Рулад упал на спину — раздался тяжкий стук и монеты посыпались на плиты пола. Меч,
Выкатив налитые бешенством глаза, он попытался сесть и поднять меч выше. Брюс ударил мечом о пол, стряхивая коленную чашечку, подступил к Эдур и прорезал сухожилия на правом плече, провел лезвием по шее, затем таким же образом обездвижил левую руку. Встав над беспомощным противником, Брюс методично перерезал подколенные жилы, затем полоснул по животу, разделяя мышечную преграду. Пинком перевернул Рулала на спину.
Рассек сухожилия над лопатками и — снова — на шее. Прошелся ниже, заботясь о повреждении каждой группы мышц, отыскивая цели под слоем золота. Монеты отрывались и звенели по каменным плитам.
Затем Брюс отступил и опустил меч.
Император завывал, лежа на спине, а мышцы его дергались и сокращались каждая по отдельности. Больше в зале ничто не шевелилось.
Лишь оседала пыль из коридора.
Один из Эдур выдохнул: — Возьмите меня Сестры…
Король Эзгара Дисканар вздохнул, пьяно качнулся вперед. — Убей его. Убей.
Брюс поднял голову. — Нет, Ваше Величество.
На лице старика появилось недоверие. — Что?..
— Цеда был особенно настойчив. Я не должен его убивать.
— Он истечет кровью, — тускло сказал Нифадас.
Но Брюс покачал головой: — Нет. Я не открывал главных сосудов, Первый Евнух.
Названный Траллом воин заговорил: — Главных сосудов. Откуда… откуда ты можешь знать? Это невозможно… так быстро…
Брюс промолчал.
Король внезапно сник. Крики Рулада затихли. Теперь он рыдал. Внезапный вздох. — Братья, убейте меня!
Тралл Сенгар отпрянул, услышав такой приказ. Покачал головой, взглянул на Фира — и увидел в его глазах отраженный ужас.
Рулад не исцелялся. Истекал кровью на полированный мрамор. Его тело изуродовано — а исцеления нет. Тралл повернулся к Мосагу — и узрел на лице ведуна мрачное удовлетворение.
— Ханнан Мосаг, — зашептал Тралл.
— Не могу. Его плоть, Тралл Сенгар, мне недоступна. Как и всем нам. Лишь меч… и лишь через меч. Ты, Тралл Сенгар. Или Фир. — Он слабо махнул рукой. — О, призовите других, если лишились смелости…
«Смелости».
Фир захрипел, будто его ткнули мечом в грудь.

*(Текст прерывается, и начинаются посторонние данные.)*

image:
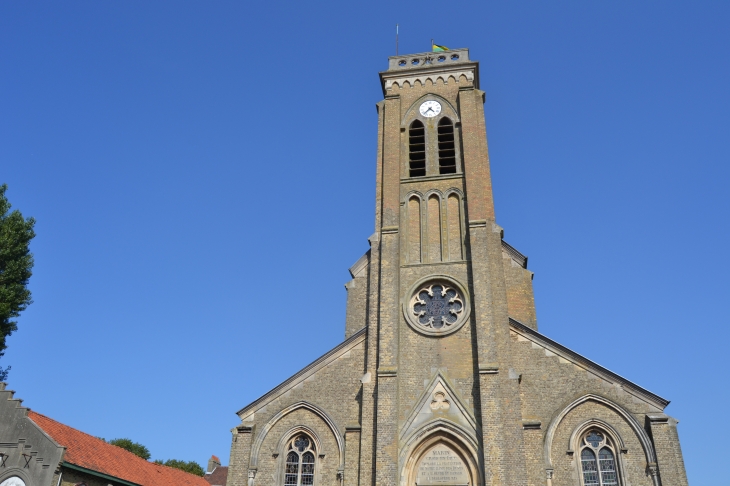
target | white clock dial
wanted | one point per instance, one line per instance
(430, 108)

Тралл следил за ним — но брат не сделал ни шага, он даже не шевелился. Отвел глаза, снова уставился на Рулада.
— Братцы мои, — зарыдал Рулад. — Убейте меня. Один из вас… Прошу…
Поборник — этот ужасающе умелый фехтовальщик — подошел туда, где остался сосуд с вином. Король выглядел полусонным, равнодушным; лицо его покраснело и обвисло. Тралл глубоко вздохнул. Он заметил, что Первый Евнух сел на пол, опершись спиной о стену. Рядом стоял человек постарше, он закрыл лицо руками — жест странный и трогательный. Женщина пятилась от трона, словно бы что-то внезапно поняв. Недавно тут был еще один человек — красивый, молодой мужчина… но он куда-то пропал.

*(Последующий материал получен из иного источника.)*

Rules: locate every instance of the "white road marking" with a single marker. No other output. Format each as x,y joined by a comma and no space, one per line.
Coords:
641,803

Стоявшие вдоль стен стражи вытащили
мечи и подняли, держа перед грудью в салюте Поборнику. Тралл сам хотел бы отдать ему честь. Он снова поглядел на Брюса. «Такой скромный на вид… его лицо… Знакомое. Халл Беддикт. Так похож на Халла. Да, это его брат. Младший брат». Он увидел, что воин цедит вино в тот же кубок, из которого пил король.«Сестры, этот поборник — что он сделал! Он дал нам… нужный ответ. Решение». Рулад завопил: — Фир!
Ханнан Мосаг прокашлялся: — Он ушел, Император. — Тралл начал озираться. «Ушел. Нет…»

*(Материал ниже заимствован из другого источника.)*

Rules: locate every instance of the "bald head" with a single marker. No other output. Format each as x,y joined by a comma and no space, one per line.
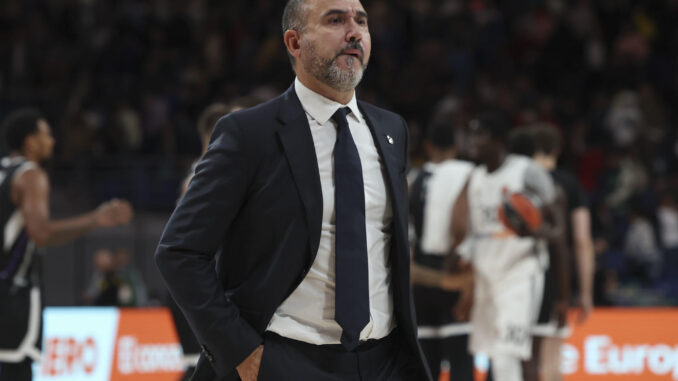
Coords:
294,18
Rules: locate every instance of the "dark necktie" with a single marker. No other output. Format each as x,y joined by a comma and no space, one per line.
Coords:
352,301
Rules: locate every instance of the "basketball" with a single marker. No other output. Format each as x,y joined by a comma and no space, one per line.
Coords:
519,213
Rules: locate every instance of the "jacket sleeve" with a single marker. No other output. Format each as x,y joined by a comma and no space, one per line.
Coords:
191,238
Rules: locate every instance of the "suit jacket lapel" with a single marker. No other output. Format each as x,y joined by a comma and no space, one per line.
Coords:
380,132
297,142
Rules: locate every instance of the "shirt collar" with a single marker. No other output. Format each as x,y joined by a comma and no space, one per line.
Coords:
320,108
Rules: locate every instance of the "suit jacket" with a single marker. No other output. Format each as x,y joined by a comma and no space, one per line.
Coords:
256,202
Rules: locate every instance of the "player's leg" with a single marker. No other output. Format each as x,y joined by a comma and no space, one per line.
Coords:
550,359
531,366
461,360
506,367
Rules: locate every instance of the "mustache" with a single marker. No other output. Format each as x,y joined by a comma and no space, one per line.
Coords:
353,45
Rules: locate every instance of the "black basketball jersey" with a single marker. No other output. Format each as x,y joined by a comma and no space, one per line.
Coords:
17,250
20,297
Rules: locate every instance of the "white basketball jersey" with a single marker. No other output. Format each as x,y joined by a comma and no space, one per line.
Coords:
496,251
442,190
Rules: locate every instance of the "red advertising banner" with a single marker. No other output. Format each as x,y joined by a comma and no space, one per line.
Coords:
623,344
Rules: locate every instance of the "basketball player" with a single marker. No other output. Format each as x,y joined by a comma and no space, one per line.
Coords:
508,264
432,198
546,141
206,122
26,226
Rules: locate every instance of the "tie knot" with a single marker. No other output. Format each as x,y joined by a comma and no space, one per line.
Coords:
339,116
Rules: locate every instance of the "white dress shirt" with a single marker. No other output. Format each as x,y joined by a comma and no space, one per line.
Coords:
308,313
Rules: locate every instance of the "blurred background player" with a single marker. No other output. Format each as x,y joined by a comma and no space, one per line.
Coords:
432,197
508,263
208,119
547,141
26,226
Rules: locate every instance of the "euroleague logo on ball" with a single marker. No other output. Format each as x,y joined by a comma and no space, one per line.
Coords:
519,211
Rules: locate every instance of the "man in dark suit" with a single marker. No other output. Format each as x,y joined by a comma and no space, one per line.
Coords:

— Куда, Ханнан Мосаг? Куда?
— Он… ушел прочь. — Улыбающееся лицо Короля — Ведуна было покрыто кровью. — Вот так, Тралл Сенгар. Ушел. Ты теперь понял?
— Он позовет других, приведет их…
— Нет, — оборвал его Мосаг. — Я так не думаю.
Рулад заскулил и крикнул: — Тралл! Я повелеваю! Твой император приказывает! Добей меня копьем. Добей!
Глаза Тралла залило слезами. «И как мне смотреть на него сейчас? Как? Как на императора или как на брата?» Он мялся на месте, почти скорчившись от приступа отвращения. «Фир. Ты сбежал. Бросил нас. Меня наедине с…этим».
— Брат! Прошу!
От входа послышался тихий кашель.
Тралл обернулся, увидел связанных королеву и принца, прислоненных к стене, словно непотребные трофеи. Звук исходил от королевы; Тралл разглядел блеск ее глаз.
«Что-то… что-то еще… здесь не все просто…»
Он отвернулся. Поборник как раз выпрямился; в руке он держал кубок. Тралл смотрел, как воин подносит вино к губам.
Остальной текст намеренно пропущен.